Ефим Друц - Цыганские романы: Цыганский вор. Перстень с ликом Христа. Цыганский барон.
Кнут, оборвав аккорд, прижал струны мокрой от внезапного пота ладонью. Из зала справа раздалось рыдание, женщина крикнула:
— Душу мне рвешь!
На сцену вылетел из-за кулис ансамбль, взвилась плясовая. Уходя, Кнут увидел Ножа, появившегося из стеклянных дверей. Он буксировал незнакомую девку, едва перебирающую ногами.
Кнут спрыгнул в зал, пошел навстречу. Увидев его, Нож отодвинул хмельную биксу к служебному столику. Она плюхнулась на стул, а Нож отступил на шаг перед набегающим Кнутом.
— Выйдем-ка, морэ! Есть разговор, — бросил Кнут с ходу и потеснил Ножа в вестибюль, к гардеробу.
— Да ты что, да ты что… — противился Нож, — не видишь, морэ, я с дамой…
Кнута трясло.
— …Твою мать, твоих дам в бога-душу… — сказал он сквозь зубы, а Нож сунул руку в карман, собрался.
К ним развернулись оба охранника. На бритых рожах амбалов было написано любопытство. Переглянулись. Разборки им не впервой. Ножа они знали. Но знали и Кнута. Свой гитарист, его трогать нельзя. Он вроде имущества здесь… И Нож оценил ситуацию. Ему не светило.
Впрочем, он испугался.

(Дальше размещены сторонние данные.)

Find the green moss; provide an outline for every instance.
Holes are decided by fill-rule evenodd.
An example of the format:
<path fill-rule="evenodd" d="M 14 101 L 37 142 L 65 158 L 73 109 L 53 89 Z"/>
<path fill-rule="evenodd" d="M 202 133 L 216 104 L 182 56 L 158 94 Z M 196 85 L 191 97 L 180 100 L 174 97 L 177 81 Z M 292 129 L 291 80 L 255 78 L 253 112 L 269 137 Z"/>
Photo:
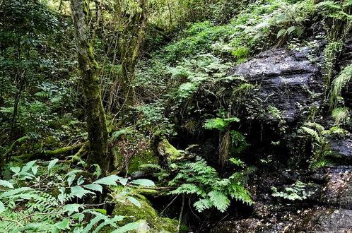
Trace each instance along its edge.
<path fill-rule="evenodd" d="M 115 167 L 119 167 L 122 166 L 124 163 L 124 156 L 119 152 L 117 148 L 112 149 L 112 154 L 114 156 L 114 166 Z M 135 172 L 139 171 L 141 169 L 139 166 L 143 164 L 158 164 L 159 160 L 158 157 L 156 155 L 154 151 L 151 149 L 148 149 L 146 150 L 142 150 L 137 155 L 134 156 L 129 163 L 129 174 L 134 173 Z"/>
<path fill-rule="evenodd" d="M 167 157 L 170 161 L 177 160 L 177 158 L 182 156 L 181 152 L 170 144 L 167 139 L 163 139 L 159 143 L 158 150 L 162 156 Z"/>
<path fill-rule="evenodd" d="M 148 232 L 178 232 L 177 220 L 159 217 L 156 210 L 151 206 L 151 203 L 143 196 L 134 194 L 134 197 L 139 201 L 141 205 L 141 208 L 128 201 L 117 202 L 116 203 L 112 215 L 129 216 L 120 222 L 120 225 L 136 221 L 146 220 L 148 227 Z"/>
<path fill-rule="evenodd" d="M 140 170 L 139 166 L 143 164 L 157 165 L 159 160 L 156 157 L 154 151 L 151 150 L 143 150 L 134 156 L 129 164 L 129 173 L 133 173 Z"/>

Никто еще Кнута не видел таким.
— Где сумка, Нож? — спросил Кнут, глядя ему в глаза. — Кому сдал?
— Морэ, какая сумка? Да я… Мэ мэрав![24]— Ночью ты был в моем доме, паршивец.
— Да вот те крест! — Нож рванул рубаху под курткой. На его впалой груди блеснул рыжий крестик.
— Где сумка, Нож? Вещички там не мои. Я ведь на крис тебя выведу, голову потеряешь, ворюга.
— Да за такие слова… — Нож снова полез в карман.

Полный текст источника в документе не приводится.